Martin Grace E, Johnson Mark, Veile Rose, Friend Lou Ann, Elterman Joel B, Johannigman Jay A, Pritts Timothy A, Goodman Michael D, Makley Amy T
Department of Surgery, College of Medicine, University of Cincinnati, Section of General Surgery, OH.
Department of Surgery, Institute for Military Medicine, University of Cincinnati, 231 Albert Sabin Way, Cincinnati, OH.
Mil Med. 2019 Oct 1;184(9-10):e460-e467. doi: 10.1093/milmed/usz034.

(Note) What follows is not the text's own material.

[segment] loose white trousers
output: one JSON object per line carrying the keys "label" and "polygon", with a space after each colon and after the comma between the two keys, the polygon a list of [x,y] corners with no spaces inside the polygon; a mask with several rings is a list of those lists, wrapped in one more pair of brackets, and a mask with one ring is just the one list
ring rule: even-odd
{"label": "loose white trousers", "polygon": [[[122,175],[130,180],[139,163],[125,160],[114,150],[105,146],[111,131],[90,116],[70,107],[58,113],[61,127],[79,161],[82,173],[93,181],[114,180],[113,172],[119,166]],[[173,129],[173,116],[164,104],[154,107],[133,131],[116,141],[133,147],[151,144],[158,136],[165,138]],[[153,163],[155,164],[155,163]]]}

While damage control surgery and resuscitation techniques have revolutionized the care of injured service members who sustain severe traumatic hemorrhage, the physiologic and inflammatory consequences of hemostatic resuscitation and staged abdominal surgery in the face of early aeromedical evacuation (AE) have not been investigated. We hypothesized that post-injury AE with an open abdomen would have significant physiologic and inflammatory consequences compared to AE with a closed abdomen.

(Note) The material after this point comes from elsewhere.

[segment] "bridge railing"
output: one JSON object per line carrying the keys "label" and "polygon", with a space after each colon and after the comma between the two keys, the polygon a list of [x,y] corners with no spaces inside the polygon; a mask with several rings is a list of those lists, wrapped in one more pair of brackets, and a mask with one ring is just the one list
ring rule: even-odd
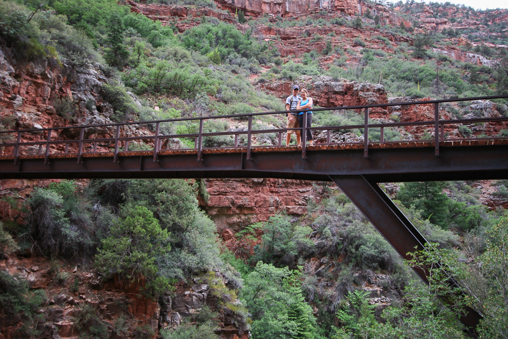
{"label": "bridge railing", "polygon": [[[77,157],[78,163],[82,161],[83,157],[93,156],[101,153],[112,153],[113,161],[118,160],[119,155],[128,155],[131,152],[139,151],[143,150],[153,153],[153,160],[156,161],[157,156],[162,150],[169,149],[172,142],[176,140],[180,140],[180,145],[178,148],[181,150],[194,150],[197,153],[198,161],[202,160],[203,151],[205,149],[212,148],[234,148],[242,149],[247,153],[247,160],[251,159],[251,152],[254,147],[253,137],[259,137],[262,134],[274,134],[276,136],[275,143],[271,144],[263,145],[263,147],[281,147],[283,142],[282,136],[289,130],[300,131],[301,135],[306,135],[306,131],[311,129],[314,133],[321,131],[326,134],[322,142],[315,145],[334,145],[345,143],[345,142],[338,142],[332,140],[332,136],[340,134],[341,131],[355,131],[361,133],[362,138],[356,141],[348,142],[351,144],[363,145],[364,156],[368,156],[369,145],[374,143],[388,144],[390,143],[407,141],[404,139],[398,140],[385,140],[385,131],[390,128],[419,128],[427,127],[426,132],[429,138],[419,139],[419,141],[428,141],[433,145],[435,149],[435,155],[439,156],[440,142],[457,140],[471,139],[508,139],[508,136],[496,136],[493,135],[484,137],[470,138],[467,136],[463,138],[448,138],[445,133],[445,127],[448,125],[460,124],[484,124],[491,123],[503,125],[508,121],[508,117],[472,118],[467,119],[440,119],[440,104],[461,101],[491,100],[508,98],[508,96],[496,96],[491,97],[481,97],[454,99],[443,99],[425,101],[405,102],[376,105],[341,106],[332,108],[313,108],[312,111],[314,114],[323,111],[348,111],[363,110],[364,111],[363,124],[332,126],[312,126],[310,128],[305,126],[307,114],[304,111],[304,126],[299,128],[264,128],[256,129],[253,126],[253,120],[258,116],[276,115],[284,114],[288,112],[297,111],[281,111],[255,113],[246,114],[229,115],[218,115],[202,116],[192,118],[180,118],[168,119],[162,120],[146,121],[136,121],[113,124],[103,124],[96,125],[86,125],[66,127],[54,127],[46,129],[35,129],[19,131],[7,131],[0,132],[0,156],[10,156],[14,158],[15,163],[17,163],[21,156],[35,156],[36,157],[44,157],[45,163],[49,161],[50,156],[66,156],[74,155]],[[434,119],[426,121],[404,121],[389,123],[374,123],[369,121],[369,113],[372,108],[381,108],[386,109],[389,106],[406,106],[431,105],[433,106]],[[299,111],[301,112],[301,111]],[[243,120],[246,123],[246,127],[243,126],[236,130],[225,131],[224,132],[206,132],[205,127],[207,120],[217,119],[236,119],[237,121]],[[246,121],[245,121],[246,120]],[[242,122],[241,121],[240,122]],[[195,130],[194,133],[174,133],[177,124],[194,124]],[[239,124],[238,125],[241,125]],[[144,127],[144,128],[142,128]],[[371,134],[376,130],[379,130],[379,140],[373,140]],[[150,134],[151,131],[153,134]],[[370,134],[369,134],[369,132]],[[492,134],[493,133],[491,133]],[[433,136],[432,136],[433,134]],[[114,136],[113,136],[114,135]],[[227,136],[229,138],[225,142],[226,145],[214,146],[209,144],[207,140],[210,138],[221,136]],[[181,147],[181,144],[184,144]],[[302,143],[301,151],[302,158],[306,157],[307,146],[306,143]],[[295,149],[297,149],[295,148]]]}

Evaluation of resuscitation and staged abdominal closure was performed using a murine model of hemorrhagic shock with laparotomy. Mice underwent controlled hemorrhage to a systolic blood pressure of 25 mmHg and received either no resuscitation, blood product resuscitation, or Hextend resuscitation to a systolic blood pressure of either 50 mmHg (partial resuscitation) or 80 mmHg (complete resuscitation). Laparotomies were either closed prior to AE (closed abdomens) or left open during AE (open abdomens) and subsequently closed. AE was simulated with a 1-hour exposure to a hypobaric hypoxic environment at 8,000 feet altitude. Mice were euthanized at 0, 4, or 24 hours following AE. Serum was collected and analyzed for physiologic variables and inflammatory cytokine levels. Samples of lung and small intestine were collected for tissue cytokine and myeloperoxidase analysis as indicators of intestinal inflammation. Survival curves were also performed.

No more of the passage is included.